Our friend Peter Sciretta at SlashFilm noticed earlier this week that Christopher Nolan's brother Jonathan Nolan was missing from the credits block at the bottom of the official website for Terminator Salvation. He started doing some research and even ended up calling the Writer's Guild today to try and get to the bottom of this story. If you went to the New York Comic-Con or WonderCon and saw McG talk, you'll know that he always brings up the story about how they went to Jonathan Nolan and had him do some revisions to make the story good enough for Christian Bale. But if he did all that work, then why isn't he credited?
If you look at the website or any of the final posters, you'll see that only two writers are credited: John D. Brancato and Michael Ferris. These are the two guys who wrote Terminator 3 and wrote the very first draft of Terminator Salvation. Beyond that, we've only heard from McG himself that Jonathan Nolan and even Paul Haggis have potentially helped revise the script before shooting. We all know that McG talks a lot and most of the time he's just blowing hot air, but I don't think he'd lie about Jonathan Nolan, especially when his influence can even be felt in the trailers. So what exactly is going on here? Why isn't he credited?
Well, most importantly, it's about the WGA and the way they approve who gets a credit. Changes in dialogue, character, mood and tone are not necessarily considered big enough changes. Nolan would have had to change "51% or more of the story" to earn a credit. And because arbitration at the WGA is a political process and often disputed, it looks like Jonathan Nolan didn't make the cut this time. That is, if we are to believe that Nolan did contribute enough.
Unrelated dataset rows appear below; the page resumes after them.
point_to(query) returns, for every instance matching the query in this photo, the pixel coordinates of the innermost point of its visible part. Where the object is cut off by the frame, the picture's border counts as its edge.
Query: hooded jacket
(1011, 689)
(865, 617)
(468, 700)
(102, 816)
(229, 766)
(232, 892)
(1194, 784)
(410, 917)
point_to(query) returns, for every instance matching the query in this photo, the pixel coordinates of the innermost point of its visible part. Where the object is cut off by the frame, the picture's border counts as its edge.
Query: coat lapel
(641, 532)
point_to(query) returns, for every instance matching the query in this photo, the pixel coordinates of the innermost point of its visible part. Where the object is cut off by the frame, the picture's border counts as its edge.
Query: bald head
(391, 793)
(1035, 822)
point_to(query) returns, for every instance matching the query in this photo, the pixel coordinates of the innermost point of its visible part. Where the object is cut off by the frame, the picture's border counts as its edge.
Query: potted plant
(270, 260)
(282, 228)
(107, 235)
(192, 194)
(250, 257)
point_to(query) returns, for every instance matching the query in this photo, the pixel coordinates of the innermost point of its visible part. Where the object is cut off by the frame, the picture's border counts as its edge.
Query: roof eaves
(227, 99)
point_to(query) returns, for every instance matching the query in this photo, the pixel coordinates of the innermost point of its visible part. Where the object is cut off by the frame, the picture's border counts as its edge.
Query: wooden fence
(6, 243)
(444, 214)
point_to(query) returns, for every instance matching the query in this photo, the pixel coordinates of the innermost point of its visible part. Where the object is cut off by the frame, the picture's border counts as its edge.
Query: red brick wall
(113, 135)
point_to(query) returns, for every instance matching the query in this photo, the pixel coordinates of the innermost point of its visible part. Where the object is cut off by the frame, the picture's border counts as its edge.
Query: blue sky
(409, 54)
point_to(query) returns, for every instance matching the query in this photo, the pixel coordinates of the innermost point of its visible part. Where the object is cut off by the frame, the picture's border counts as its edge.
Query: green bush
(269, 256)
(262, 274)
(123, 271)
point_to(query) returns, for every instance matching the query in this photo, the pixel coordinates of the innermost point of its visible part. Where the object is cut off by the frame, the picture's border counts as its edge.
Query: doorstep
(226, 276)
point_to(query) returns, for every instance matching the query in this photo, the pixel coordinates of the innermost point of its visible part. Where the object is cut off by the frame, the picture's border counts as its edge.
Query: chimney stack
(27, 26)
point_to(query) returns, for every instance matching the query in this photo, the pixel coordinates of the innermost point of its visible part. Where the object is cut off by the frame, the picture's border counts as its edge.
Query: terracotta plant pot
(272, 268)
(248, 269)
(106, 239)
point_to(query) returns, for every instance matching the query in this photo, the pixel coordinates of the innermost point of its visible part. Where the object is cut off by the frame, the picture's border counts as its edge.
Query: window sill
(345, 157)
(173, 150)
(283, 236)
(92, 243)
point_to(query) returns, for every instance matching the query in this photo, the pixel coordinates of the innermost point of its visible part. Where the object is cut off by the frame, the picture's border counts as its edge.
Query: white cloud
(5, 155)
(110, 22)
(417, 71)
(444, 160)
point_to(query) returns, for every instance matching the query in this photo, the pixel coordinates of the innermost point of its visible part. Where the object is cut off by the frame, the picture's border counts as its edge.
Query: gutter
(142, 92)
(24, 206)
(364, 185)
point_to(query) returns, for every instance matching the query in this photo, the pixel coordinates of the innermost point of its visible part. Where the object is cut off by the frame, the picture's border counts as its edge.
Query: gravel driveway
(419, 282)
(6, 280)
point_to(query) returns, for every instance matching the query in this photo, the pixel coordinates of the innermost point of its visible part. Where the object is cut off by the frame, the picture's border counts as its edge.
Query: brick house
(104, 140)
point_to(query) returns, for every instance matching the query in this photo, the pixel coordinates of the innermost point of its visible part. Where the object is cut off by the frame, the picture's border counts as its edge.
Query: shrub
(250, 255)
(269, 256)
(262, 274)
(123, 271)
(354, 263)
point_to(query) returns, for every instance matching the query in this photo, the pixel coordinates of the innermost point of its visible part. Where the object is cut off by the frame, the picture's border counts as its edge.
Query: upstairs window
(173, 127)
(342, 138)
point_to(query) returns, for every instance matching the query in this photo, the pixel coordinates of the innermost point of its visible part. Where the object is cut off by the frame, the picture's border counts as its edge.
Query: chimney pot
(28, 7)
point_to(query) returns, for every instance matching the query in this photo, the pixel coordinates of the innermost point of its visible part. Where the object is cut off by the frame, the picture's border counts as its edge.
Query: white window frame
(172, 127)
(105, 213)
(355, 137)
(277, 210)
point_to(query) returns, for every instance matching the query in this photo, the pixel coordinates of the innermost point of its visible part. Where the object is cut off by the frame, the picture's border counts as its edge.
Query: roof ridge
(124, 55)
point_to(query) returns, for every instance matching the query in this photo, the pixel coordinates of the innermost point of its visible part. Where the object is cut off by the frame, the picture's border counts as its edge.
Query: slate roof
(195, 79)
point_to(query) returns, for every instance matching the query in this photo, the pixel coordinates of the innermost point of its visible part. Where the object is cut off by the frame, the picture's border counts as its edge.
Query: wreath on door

I, for one, do believe McG, and think Nolan did make a lot of revisions, but obviously we have yet to see just how many (and we won't know until they screen it).
In an interview with Boxoffice Magazine earlier this month, McG admits that, "I never met Michael Ferris and John D. Brancato, who ultimately got credit, and I thought we changed the script a great deal." He adds that, "it's not like the Ferris and Brancato draft deserved that writing credit." And that "I credit Jonah as the architect of the picture, and I'm certain Christian feels the same way. He represents the hard time on the ground in Albuquerque, N.M., when we shot the film and really got it going." So what gives, WGA? Is Jonathan Nolan being robbed here? Or is there maybe more to this story than we actually know about?